My main interest is computers, but every step of the way trying to learn about them or get qualifications has been thwarted by idiot lecturers.

The worst three were on the last degree I dropped out of.

The first one was giving the first lecture in computer systems, and he was the most highly qualified member of staff on the course (he had a PhD. in Computer Science, no-one else had higher than a Masters). As part of the lecture on hardware he said something like "only the lower surfaces of a hard disk are used to store data, as dust falling on the upper surface can damage the drive heads" (for those who don't know about hard drives, they've been in dust proof cases for at least 20 years). That was the second C.S. degree I dropped out of in the first year.

The second one was the guy doing 'hands on' computer hardware (basically pulling PCs apart and putting them back together again). 3 months into the course we didn't have a proper timetable, and were still arriving at lectures to find the room double booked with another course, and the lecturer nowhere in sight.

The third one was my course tutor. I turned up to the first lecture she was giving, and found a bunch of people doing the exact same double-glazing window area spreadsheet task I'd done as part of GCSE computer studies. I though that was a bit low level for the degree I was on, and asked her if I was in the right place for my course, and she didn't even know what course she was teaching. Later in the year she sent me an email asking me to come to her office to talk about my attendance, and I went to the room number she gave me, waited several hours, then went home again. Turns out her office wasn't in the main building, where all the other staff offices were, and she assumed I'd know where her building was, when I'd never been there before.

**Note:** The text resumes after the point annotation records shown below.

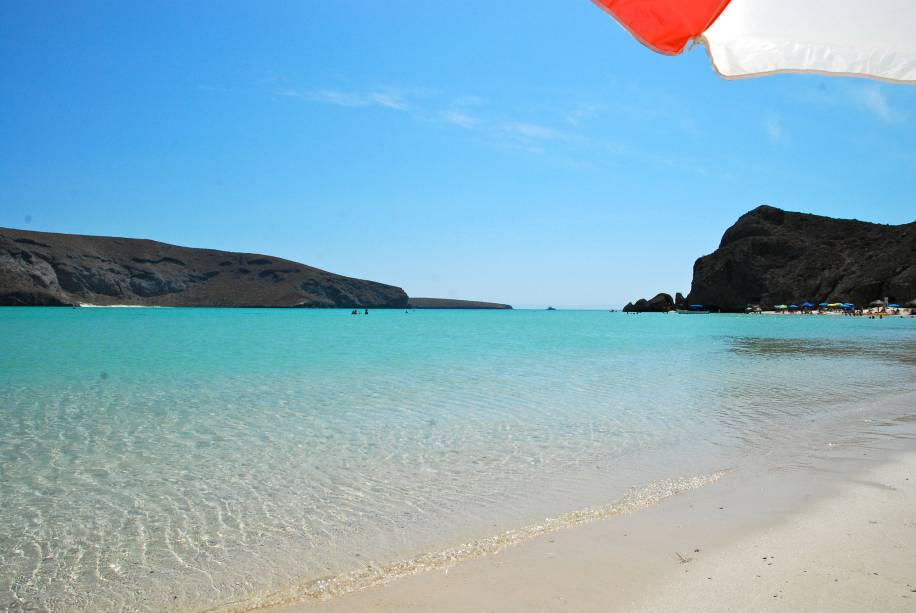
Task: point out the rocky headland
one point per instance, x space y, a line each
450 303
47 269
770 256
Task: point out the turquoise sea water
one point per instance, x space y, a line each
158 459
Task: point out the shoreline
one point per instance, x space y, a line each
796 536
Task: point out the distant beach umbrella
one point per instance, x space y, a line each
746 38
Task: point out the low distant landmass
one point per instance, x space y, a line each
770 256
47 269
449 303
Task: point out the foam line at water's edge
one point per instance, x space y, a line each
376 574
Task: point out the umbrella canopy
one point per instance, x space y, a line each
759 37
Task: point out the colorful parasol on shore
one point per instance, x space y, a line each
746 38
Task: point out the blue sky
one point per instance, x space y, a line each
526 152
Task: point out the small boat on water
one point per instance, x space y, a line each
693 309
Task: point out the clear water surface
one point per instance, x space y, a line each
188 458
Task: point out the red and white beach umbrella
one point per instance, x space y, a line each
746 38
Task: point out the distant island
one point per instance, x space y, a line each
770 256
449 303
49 269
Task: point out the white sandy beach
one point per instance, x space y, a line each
836 534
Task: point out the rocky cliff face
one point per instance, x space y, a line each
771 257
661 303
38 268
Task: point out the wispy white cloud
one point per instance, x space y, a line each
773 125
581 112
387 98
459 118
529 131
870 98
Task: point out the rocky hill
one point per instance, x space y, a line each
39 268
770 256
450 303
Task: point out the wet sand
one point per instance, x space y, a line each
833 532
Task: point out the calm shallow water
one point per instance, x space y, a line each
185 458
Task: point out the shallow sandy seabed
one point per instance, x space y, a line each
835 534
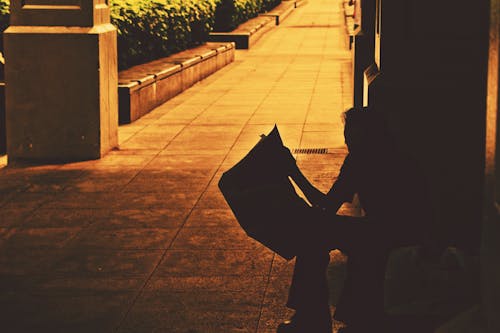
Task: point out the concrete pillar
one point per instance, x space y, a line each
61 81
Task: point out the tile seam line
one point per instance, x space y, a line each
195 204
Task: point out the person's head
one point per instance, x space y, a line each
363 129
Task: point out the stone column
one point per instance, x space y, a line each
61 81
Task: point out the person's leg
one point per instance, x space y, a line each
308 293
362 300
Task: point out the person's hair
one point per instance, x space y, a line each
371 122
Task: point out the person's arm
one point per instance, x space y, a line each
315 196
343 189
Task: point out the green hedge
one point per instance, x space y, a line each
150 29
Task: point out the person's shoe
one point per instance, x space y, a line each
298 325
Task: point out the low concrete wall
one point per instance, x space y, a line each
250 32
144 87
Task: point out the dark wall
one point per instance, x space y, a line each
432 88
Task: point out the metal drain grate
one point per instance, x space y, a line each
310 151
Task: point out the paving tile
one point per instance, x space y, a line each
53 310
210 218
196 262
194 312
27 261
163 218
88 264
48 237
231 238
103 237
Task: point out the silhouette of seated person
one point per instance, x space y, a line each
393 196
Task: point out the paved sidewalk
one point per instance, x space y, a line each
142 240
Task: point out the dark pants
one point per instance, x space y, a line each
367 247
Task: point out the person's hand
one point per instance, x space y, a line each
289 162
318 199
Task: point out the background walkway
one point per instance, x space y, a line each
142 240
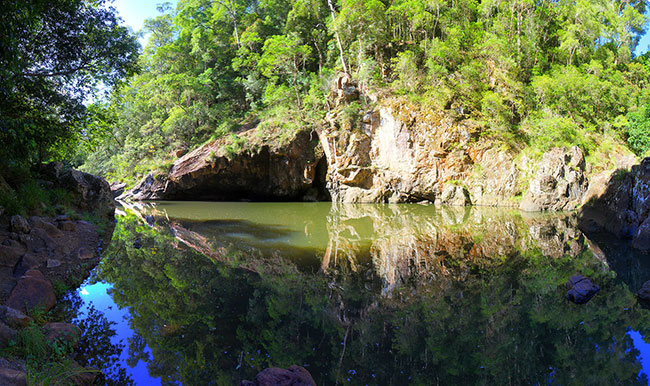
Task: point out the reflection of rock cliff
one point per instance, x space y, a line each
400 242
411 244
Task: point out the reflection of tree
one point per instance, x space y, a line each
500 319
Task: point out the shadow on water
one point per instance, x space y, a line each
368 294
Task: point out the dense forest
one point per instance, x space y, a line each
539 73
533 73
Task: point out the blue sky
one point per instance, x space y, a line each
135 12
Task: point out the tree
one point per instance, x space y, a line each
54 55
284 55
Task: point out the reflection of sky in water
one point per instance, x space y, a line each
103 302
644 349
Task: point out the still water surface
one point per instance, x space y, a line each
212 293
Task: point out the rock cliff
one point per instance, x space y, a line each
399 152
621 206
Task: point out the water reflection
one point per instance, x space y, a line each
368 294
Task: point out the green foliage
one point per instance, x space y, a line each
53 55
638 130
513 67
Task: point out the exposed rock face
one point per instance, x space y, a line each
7 335
644 294
400 154
32 291
559 183
117 188
288 171
65 332
581 289
293 376
623 207
13 318
19 224
92 193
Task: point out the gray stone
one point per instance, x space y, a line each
644 294
64 332
19 224
32 291
559 183
13 318
67 226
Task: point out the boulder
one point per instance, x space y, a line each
7 335
453 195
559 183
13 318
67 226
62 332
581 289
43 224
19 224
284 171
32 291
149 188
117 188
10 255
11 377
293 376
92 193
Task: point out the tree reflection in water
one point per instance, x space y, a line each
395 295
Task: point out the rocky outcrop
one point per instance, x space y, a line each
623 207
559 183
90 193
284 172
581 289
26 259
405 154
293 376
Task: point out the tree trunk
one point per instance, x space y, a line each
338 39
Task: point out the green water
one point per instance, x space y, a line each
369 294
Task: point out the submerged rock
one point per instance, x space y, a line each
117 188
7 335
644 294
11 377
284 171
623 206
581 289
293 376
19 224
91 193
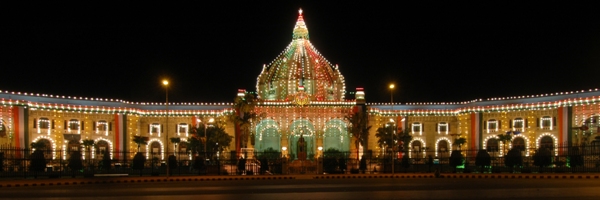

That was the second degree course I left because it was bloody obvious I knew more about the subject than any of the lecturers, was sick of not learning anything, and there being compulsory attendance for lectures. It takes the piss when you can get over 80% on all the exams at the end of the year after skipping most of the lectures, but you're going to get kicked off the course if your attendance doesn't improve.

The first degree I dropped out of for similar reasons, and because the first programming lecture started with FOR/NEXT loops in BASIC, and wouldn't get onto actual C++ programming at that level until the last year. I did FOR/NEXT in BASIC when I was 8 years old, on a ZX Spectrum.

I carried on teaching myself BASIC throughout high school, and my final high school C.S. project was an A.I. noughts-and-crosses program that learned by storing all the moves from games it won in a database, to use the best known moves in future games. I was accused of plagiarism by the staff, because I had turned up in class with a computer manual (for the scripting language for a PC mouse, so nothing remotely related to the BBC BASIC I was programming in). The staff there simply couldn't understand the first thing about my project, and rather than show themselves as idiots, they failed my entire coursework, worth 30% of the final grade. I got a C for the course after the exams, which was only possible by getting a 100% exam mark. Not getting an A kept me out of any decent University, and made sure I didn't bother continuing C.S. to A-Level, as the same staff would be doing it.

I think the whole problem with degrees in the U.K. came in when they scrapped student grants and switched to loans. When there were grants it was up to the government to make sure the degrees were of a good standard, because they were paying for them. When they switched to loans lots of small colleges decided they wanted to become universities and award degrees, and make money from all those course fees, and abused the fact that once a student has been through the course and bankrupted themselves, there's no way they can afford the lawyers to complain.



The last major programming project I did was a couple of years ago now. It was hand optimised assembly language, on a PIC microcontroller, controlling 4x RGB LEDs using pulse width modulation handled in code. The cycle speed had to be over 20KHz, or the pulses would be visible at the speed the lights would be moving. Everyone else who had tried it said it wasn't possible to write code fast enough to get that cycle speed, with even 1 RGB LED using that chip, so they were using the C compiler on chips with built in PWM modules. I succeeded with enough room to add a sequencer to the code, to put different color fades on each set of RGB LEDs.